Common Problems in Formatting ICML-2000 Papers



The following is a list of common problems found in papers submitted to ICML-2000. Give them a quick read to be sure you've avoided these common pitfalls. If you have any questions, please send email to icml2001@ecn.purdue.edu.

Titles and sections

  1. For paper titles that take two lines, break the title into two lines of roughly equal length (LaTeX has a tendency to place a single word on the second line).
  2. Give each author's complete physical address, including the department or any other information needed when sending physical mail.
  3. When two or more successive authors have the same physical address, give that address only once, after the final author's name.
  4. Limit the abstract to a single paragraph, preferably shorter than the first column.
  5. Capitalize the first letter of all content words in the paper title, section headings, and subsection headings, but use lower case for the other letters in those words.
  6. Number all section and subsection headings except those for the acknowledgement and reference sections.
  7. Avoid sections with single subsection headings; in such cases, add another subsection heading or remove the isolated one.
  8. Place any appendices after the acknowledgement and reference sections rather than before them.

Generic formatting

  1. Reserve the label "figure" for floating bodies with graphs or other drawn material; if the body contains text, refer to it as a table.
  2. Place the captions or titles of tables above the body, not below it, as in a figure.
  3. Label different graphs in the same figure and refer to them in the caption, but do not include titles or other information about the graphs above them, as this belongs in the caption itself.
  4. Do not place a figure or caption immediately after a section or subsection heading.
  5. Avoid widows and orphans (single lines separated from the rest of their paragraphs by column or page breaks).
  6. Minimize the use of abbreviations, especially if the abbreviated phrase occurs only one or two times.
  7. Write common technical phrases like "data set" and "test set" as in regular English, not as jargonized terms like "dataset" and "testset".
  8. Use "and" rather than ampersands "&" in the text and section headings, except in parenthetical citations.
  9. Right justify all text, including references, figure captions, and table titles, unless the latter are short enough to center.

Citations in the text

  1. When citing works in the text, use the form "Newell (1980, 1982)" if describing it directly in a sentence; use the alternative form "(Newell, 1980, 1982)" only when referring to it in a parenthetical expression.
  2. Use regular parentheses to surround references, as in "Newell (1980)", not square brackets, as in "Newell [1980]".
  3. Use "and" when referring directly to multi-author papers in a sentence, as in "Newell, Shaw, and Simon (1957)", but use an ampersand if citing them parenthetically, as in "(Newell, Shaw, & Simon, 1957)".
  4. State the authors' names and the year of publication in both the text and reference section; do NOT use a paper number.
  5. Do not mention the authors' names twice in a single citation; they should occur as part of a sentence or in a parenthetical expression, but not in both forms.
  6. When referring to a paper or book that is being published but has not yet appeared, refer to the year as "in press", as in "Simon (in press)". Use the same notation in the reference section, and not "to appear".

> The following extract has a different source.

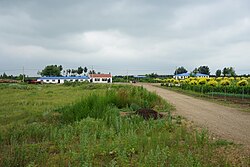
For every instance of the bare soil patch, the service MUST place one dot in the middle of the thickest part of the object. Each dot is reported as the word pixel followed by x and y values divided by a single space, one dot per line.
pixel 223 121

Formatting the reference list

  1. In the reference section, spell out the complete name of a journal or proceedings; for the latter, make sure to include "Proceedings of", write out the conference number in words (e.g., "Tenth" rather than "10th"), and do NOT include abbreviations (like AAAI-97).
  2. The proper name for our field's journal is "Machine Learning", not "Machine Learning Journal"; similarly, use "Artificial Intelligence" rather than "Artificial Intelligence Journal".
  3. Then citing a paper not yet accepted for publication, refer to the year it was written, but list it as an unpublished manuscript and give the department, organization, and city where the work occurred; do not use phrases like "submitted" or "in preparation".
  4. Give authors' last names before their initials, as in "Newell, A., & Simon, H. A. (1972)." and do the same for editors when referencing an entire volume; however, put editors' initials first when mentioning their names in the entry for a book chapter.
  5. Include page numbers for journal articles, using the format "101-120", and for conference papers, using "(pp. 101-108)"; give the volume number for journal articles but NOT the issue number.
  6. Provide the publisher's location followed by the publisher's name for both books and proceedings, as in "Cambridge, MA: MIT Press"; if a city is well known (e.g., Boston), omit the state or country.
  7. Specify the author's department and state his organization's city in entries for dissertations, tech reports, and unpublished manuscripts.
  8. Capitalize the first letter of all content words in titles of journals and proceedings, but capitalize only the first letter of the first word in titles (and subtitles) of papers, chapters, books, and tech reports.
  9. Negatively indent the second and successive lines in each reference by 10 points (0.138 inches or 0.351 cm); the early style files had larger indentation, so download and use the most recent versions.